Now if there were two such rings, and the just man would put one on, and the unjust man the other, no one, as it would seem, would be so adamant as to stick by justice and bring himself to keep away from others and not lay hold of it… …And in so doing, one would act no differently from the other, nut both would go the same way.Glaucon, Son of Ariston in Book 2 of Plato’s Republic (Allan Bloom Translation)
The ring of Gyges is probably the easiest hook into what it is Plato’s Republic is trying to resolve and why it might be worth working through the book to resolve it. The setup is simple. Imagine if you found a magic ring that could make you invisible, you could do anything you want and get away with it. Would anyone go around being a “good” person if there was literally no means to punish them?
In Plato’s Republic, this challenge is posed by Glaucon, who with his friend Adiemantus, show an ability to think for themselves that the others Socrates encounters in this dialogue do not. The conversation to this point has been about justice, and Glaucon cuts to the quick be proposing this magic ring A/B thought experiment test. If there’s really something about a just person that has to do with character, and this character thing about them matters, then fine, Galucon says, give a just man and an unjust man a ring of invisibility and see in your mind’s eye if they act any differently.
Glaucon’s position is that it strains credulity to think a just person would not do things they aren’t supposed to if they know it is impossible to get caught. As one of my teachers, C. Fred Alford, put it in his lectures, “why be just when you can have a magic ring that would let you be unjust whenever you wanted?”
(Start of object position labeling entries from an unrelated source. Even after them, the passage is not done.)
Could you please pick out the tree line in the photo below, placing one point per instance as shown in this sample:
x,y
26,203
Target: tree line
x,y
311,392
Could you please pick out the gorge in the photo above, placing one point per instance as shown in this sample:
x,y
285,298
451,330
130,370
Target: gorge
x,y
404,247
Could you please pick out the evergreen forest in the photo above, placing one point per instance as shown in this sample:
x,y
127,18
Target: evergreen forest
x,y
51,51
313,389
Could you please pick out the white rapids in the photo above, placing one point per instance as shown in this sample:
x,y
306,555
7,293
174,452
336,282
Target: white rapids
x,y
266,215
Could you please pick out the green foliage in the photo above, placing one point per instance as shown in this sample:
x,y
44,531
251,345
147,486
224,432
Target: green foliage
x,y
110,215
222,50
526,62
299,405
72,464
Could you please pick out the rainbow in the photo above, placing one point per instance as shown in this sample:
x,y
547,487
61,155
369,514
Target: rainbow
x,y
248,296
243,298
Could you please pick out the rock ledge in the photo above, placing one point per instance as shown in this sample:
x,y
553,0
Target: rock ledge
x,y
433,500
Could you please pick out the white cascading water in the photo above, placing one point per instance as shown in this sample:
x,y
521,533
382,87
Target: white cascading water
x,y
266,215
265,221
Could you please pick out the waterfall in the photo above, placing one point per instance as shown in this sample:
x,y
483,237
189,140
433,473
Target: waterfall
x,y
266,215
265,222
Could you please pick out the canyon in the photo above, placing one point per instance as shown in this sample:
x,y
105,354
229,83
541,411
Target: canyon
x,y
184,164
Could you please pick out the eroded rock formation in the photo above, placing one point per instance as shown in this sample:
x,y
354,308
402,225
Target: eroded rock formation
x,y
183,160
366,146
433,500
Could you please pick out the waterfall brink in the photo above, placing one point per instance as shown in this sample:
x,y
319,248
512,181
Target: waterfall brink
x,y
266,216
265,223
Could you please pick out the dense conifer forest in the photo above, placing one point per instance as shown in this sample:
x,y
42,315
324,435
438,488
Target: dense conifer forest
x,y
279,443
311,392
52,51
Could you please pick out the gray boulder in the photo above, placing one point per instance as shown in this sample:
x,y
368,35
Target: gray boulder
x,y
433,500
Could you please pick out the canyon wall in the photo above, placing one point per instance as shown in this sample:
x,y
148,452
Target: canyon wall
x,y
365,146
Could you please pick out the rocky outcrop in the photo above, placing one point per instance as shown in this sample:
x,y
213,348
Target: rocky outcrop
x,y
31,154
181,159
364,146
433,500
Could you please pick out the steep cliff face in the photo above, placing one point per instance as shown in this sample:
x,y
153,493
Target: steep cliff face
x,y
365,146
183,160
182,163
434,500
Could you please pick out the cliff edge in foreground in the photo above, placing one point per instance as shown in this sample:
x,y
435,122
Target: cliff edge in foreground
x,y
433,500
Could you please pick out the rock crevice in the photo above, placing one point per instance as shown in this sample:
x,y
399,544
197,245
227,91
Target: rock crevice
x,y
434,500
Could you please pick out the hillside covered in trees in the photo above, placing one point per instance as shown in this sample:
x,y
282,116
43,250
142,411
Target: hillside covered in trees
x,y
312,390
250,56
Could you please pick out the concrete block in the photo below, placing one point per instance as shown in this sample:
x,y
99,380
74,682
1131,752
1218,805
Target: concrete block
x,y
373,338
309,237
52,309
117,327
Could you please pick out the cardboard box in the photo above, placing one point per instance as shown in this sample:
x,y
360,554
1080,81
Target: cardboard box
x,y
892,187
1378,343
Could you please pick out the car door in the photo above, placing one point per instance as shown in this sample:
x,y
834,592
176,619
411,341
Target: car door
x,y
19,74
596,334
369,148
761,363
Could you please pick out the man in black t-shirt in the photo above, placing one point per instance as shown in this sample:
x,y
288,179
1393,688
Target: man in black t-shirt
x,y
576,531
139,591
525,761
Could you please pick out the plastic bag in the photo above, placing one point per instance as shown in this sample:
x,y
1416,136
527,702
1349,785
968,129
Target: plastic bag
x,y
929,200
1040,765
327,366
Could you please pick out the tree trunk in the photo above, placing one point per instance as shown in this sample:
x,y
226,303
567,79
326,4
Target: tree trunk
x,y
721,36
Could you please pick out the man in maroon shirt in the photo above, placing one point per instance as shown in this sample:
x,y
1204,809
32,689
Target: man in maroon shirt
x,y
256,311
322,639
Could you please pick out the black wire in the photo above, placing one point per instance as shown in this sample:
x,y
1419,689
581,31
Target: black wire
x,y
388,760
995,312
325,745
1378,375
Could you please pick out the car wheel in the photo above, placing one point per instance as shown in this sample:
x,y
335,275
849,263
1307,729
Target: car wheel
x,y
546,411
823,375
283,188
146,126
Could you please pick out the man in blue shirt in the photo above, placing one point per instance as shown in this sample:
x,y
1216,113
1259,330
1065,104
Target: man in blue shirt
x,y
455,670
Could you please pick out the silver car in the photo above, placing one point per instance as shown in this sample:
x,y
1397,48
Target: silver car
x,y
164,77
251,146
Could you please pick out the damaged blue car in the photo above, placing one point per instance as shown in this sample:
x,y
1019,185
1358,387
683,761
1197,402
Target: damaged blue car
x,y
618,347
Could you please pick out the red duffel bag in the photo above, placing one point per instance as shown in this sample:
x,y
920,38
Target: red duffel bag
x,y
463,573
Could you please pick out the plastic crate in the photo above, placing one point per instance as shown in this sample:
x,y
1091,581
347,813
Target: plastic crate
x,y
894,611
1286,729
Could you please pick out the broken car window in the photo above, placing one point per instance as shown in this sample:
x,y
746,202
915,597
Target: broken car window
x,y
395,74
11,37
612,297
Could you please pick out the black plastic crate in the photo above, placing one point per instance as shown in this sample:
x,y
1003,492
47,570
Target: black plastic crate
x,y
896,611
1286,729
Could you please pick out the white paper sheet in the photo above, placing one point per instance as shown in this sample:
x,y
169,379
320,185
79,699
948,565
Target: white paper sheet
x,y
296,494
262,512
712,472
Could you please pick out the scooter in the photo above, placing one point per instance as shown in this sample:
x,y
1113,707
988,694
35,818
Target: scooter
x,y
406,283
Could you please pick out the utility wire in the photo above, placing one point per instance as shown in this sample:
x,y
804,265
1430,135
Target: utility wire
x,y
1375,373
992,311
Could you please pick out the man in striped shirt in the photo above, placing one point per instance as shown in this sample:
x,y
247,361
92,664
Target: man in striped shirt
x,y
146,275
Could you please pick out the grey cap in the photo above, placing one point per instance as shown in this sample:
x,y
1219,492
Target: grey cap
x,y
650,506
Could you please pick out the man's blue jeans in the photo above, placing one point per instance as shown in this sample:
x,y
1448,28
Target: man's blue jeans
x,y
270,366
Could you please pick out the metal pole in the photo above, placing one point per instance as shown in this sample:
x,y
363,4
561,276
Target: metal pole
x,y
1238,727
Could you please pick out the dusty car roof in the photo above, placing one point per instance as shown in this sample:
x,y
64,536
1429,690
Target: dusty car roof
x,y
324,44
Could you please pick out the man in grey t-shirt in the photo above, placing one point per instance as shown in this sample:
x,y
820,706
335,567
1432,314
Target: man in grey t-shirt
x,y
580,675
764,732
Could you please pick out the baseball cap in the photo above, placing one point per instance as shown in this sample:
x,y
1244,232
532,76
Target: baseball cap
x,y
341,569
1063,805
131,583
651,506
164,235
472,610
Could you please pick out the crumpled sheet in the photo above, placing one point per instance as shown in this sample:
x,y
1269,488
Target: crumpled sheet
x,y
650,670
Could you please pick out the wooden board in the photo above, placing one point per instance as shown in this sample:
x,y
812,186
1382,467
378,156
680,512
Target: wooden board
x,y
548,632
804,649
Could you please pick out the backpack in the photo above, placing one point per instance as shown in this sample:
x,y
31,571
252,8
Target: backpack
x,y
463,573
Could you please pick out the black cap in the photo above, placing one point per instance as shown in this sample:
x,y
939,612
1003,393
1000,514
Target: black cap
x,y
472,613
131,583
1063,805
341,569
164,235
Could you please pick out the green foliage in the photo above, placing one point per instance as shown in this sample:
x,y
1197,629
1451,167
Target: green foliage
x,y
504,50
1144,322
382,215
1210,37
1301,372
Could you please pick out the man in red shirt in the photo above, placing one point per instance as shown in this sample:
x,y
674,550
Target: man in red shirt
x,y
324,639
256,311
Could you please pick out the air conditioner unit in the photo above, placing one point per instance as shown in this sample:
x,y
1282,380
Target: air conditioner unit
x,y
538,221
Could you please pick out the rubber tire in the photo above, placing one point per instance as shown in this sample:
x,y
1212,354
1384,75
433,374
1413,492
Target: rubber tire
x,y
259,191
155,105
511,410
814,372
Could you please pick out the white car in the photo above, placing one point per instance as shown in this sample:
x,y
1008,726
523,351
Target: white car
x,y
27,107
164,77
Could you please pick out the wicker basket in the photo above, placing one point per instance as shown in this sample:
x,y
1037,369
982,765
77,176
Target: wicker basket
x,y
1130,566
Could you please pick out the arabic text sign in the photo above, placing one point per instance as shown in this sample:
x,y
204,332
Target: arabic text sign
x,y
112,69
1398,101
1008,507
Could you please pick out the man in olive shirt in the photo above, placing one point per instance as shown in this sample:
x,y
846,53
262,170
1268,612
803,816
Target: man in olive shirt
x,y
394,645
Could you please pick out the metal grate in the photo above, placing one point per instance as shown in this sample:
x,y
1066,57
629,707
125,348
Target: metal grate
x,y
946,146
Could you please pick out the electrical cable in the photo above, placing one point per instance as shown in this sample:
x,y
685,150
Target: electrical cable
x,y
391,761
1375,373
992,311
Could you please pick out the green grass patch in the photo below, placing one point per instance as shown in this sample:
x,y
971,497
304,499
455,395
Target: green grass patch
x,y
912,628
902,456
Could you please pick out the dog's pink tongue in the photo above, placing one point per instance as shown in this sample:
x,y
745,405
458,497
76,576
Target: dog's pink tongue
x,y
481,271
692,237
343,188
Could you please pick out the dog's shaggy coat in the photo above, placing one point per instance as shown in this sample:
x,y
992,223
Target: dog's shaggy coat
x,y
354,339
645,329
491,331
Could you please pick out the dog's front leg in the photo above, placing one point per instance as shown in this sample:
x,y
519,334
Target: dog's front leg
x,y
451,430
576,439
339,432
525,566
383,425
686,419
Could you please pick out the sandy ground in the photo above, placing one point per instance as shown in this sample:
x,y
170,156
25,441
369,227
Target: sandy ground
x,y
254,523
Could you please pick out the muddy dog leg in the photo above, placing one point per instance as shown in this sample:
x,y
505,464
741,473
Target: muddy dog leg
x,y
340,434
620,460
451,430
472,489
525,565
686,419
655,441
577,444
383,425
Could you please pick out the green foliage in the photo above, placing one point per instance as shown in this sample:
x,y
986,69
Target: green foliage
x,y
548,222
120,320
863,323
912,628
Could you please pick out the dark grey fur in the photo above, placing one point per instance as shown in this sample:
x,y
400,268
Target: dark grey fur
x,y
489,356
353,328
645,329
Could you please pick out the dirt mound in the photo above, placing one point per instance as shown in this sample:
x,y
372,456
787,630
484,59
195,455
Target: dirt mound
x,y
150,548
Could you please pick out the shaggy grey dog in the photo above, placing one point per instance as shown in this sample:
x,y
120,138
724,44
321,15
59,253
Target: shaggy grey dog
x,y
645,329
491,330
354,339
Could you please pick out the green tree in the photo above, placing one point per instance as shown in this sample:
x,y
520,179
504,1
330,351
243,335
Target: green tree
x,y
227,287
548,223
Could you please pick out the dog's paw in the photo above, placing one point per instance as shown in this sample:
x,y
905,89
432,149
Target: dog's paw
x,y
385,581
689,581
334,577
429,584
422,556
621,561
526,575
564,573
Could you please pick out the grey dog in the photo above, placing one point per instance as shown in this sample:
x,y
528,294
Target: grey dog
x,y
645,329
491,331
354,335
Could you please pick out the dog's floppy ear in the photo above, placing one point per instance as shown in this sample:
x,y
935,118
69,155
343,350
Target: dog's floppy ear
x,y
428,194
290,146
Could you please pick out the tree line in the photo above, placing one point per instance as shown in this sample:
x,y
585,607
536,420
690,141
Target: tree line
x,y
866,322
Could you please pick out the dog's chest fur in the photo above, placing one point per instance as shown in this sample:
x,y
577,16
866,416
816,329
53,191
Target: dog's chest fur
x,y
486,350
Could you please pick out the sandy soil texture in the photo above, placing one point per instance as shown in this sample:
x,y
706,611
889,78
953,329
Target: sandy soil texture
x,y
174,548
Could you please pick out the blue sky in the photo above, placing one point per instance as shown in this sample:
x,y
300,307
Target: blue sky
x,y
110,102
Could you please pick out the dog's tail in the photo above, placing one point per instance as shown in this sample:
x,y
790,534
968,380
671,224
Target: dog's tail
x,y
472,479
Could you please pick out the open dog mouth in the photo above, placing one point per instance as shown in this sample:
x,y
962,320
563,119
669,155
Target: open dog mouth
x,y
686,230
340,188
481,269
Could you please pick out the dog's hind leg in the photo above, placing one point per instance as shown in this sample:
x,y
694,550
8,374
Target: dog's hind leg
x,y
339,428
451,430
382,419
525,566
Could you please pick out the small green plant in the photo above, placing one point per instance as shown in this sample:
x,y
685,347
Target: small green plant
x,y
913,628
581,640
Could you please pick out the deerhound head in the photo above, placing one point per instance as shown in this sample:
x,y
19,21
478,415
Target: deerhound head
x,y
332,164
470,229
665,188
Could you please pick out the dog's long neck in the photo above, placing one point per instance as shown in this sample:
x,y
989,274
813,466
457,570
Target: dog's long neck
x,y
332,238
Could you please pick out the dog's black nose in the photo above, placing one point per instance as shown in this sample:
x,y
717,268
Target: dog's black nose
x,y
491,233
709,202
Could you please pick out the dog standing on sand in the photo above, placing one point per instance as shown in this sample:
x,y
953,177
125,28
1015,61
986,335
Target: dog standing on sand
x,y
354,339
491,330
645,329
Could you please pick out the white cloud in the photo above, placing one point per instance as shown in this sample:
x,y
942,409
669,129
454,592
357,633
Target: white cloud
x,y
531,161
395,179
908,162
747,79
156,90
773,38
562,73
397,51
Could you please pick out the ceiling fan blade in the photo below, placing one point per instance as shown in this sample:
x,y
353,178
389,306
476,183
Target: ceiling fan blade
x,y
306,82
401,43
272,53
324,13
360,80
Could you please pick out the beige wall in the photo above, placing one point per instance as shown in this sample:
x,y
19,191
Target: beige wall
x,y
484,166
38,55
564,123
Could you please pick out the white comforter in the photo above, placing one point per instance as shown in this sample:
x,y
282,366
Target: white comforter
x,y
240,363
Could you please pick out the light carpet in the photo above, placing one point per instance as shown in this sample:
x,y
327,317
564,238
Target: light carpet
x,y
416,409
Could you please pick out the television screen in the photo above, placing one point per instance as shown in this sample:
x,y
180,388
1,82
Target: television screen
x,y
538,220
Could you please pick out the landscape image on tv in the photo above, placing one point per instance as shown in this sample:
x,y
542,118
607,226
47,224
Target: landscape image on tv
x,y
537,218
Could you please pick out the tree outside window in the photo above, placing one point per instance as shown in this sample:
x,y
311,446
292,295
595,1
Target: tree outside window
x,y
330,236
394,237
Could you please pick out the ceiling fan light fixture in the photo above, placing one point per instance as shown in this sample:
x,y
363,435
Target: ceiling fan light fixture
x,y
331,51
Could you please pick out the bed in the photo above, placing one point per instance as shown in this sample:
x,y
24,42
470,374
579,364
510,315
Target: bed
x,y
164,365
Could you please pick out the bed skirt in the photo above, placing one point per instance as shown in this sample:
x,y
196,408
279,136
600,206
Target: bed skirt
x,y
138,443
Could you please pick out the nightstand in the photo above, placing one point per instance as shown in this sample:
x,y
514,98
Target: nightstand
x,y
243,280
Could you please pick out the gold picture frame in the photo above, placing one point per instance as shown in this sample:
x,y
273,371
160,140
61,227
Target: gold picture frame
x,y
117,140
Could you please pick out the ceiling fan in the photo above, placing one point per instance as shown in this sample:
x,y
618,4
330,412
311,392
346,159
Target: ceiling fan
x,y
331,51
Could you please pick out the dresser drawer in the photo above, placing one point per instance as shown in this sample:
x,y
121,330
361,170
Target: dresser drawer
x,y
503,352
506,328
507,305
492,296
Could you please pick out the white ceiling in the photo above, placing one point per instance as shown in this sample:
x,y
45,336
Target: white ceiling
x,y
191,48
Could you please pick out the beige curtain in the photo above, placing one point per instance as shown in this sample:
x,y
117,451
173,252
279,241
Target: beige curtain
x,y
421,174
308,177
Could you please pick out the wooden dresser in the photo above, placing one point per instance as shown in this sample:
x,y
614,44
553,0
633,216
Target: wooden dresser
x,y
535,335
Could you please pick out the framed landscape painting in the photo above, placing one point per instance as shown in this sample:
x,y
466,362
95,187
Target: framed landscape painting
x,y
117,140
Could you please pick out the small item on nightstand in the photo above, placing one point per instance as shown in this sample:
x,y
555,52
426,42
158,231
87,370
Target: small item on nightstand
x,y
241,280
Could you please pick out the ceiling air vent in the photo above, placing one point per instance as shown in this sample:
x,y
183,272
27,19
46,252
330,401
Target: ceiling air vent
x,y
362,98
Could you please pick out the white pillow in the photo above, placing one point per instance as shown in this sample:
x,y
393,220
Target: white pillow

The question of the magic ring is framed as a thought experiment and its delivered as the speculations of a young man at a party. But the question is not hypothetical. The question does not challenge Socrates’ view of justice, but how Socrates actually chose to live his life. Socrates could have given in to the dishonesty of the legal system to get a lighter sentence, but did not. A man who could have escaped into exile when his friend Crito bribed his guards to let him escape, literally paying them to pretend that Socrates was invisible for a couple of hours.
We already know in advance the answer to Glaucon’s implied question: what kind of person would have a magic ring like Gyges the Lydian did and do nothing with it? The answer is Socrates. The question, then, becomes why. And the why will take the whole rest of the book to explain.
One last point on the story of the ring of Gyges. The actual story is obviously myth and the details of it don’t really track, even in Glaucon’s telling. He says it is an ancestor of Gyges who finds the ring, but then the story of the murder of the King and the marrying of the King’s wife was something that was attributed to Gyges himself. There’s an important point in this story being so poor in its detail. The point is that it does not matter for what is really important. There’s a difference between really important (really, refer to something real, and not just a modifier indicating more of something) and factual. A story with incorrect or imaginary details can get to the heart of our real perception of things more than a factual story sometimes. The form of the story can be more important than the actual historical detail. This is an important idea to establish for the reader of Republic because as they get deeper into the work, the reader will encounter how the idea of the form of something being in some sense more real than the particular drives Socrates’ belief in having the deepest and most serious commitment to try and do the right thing.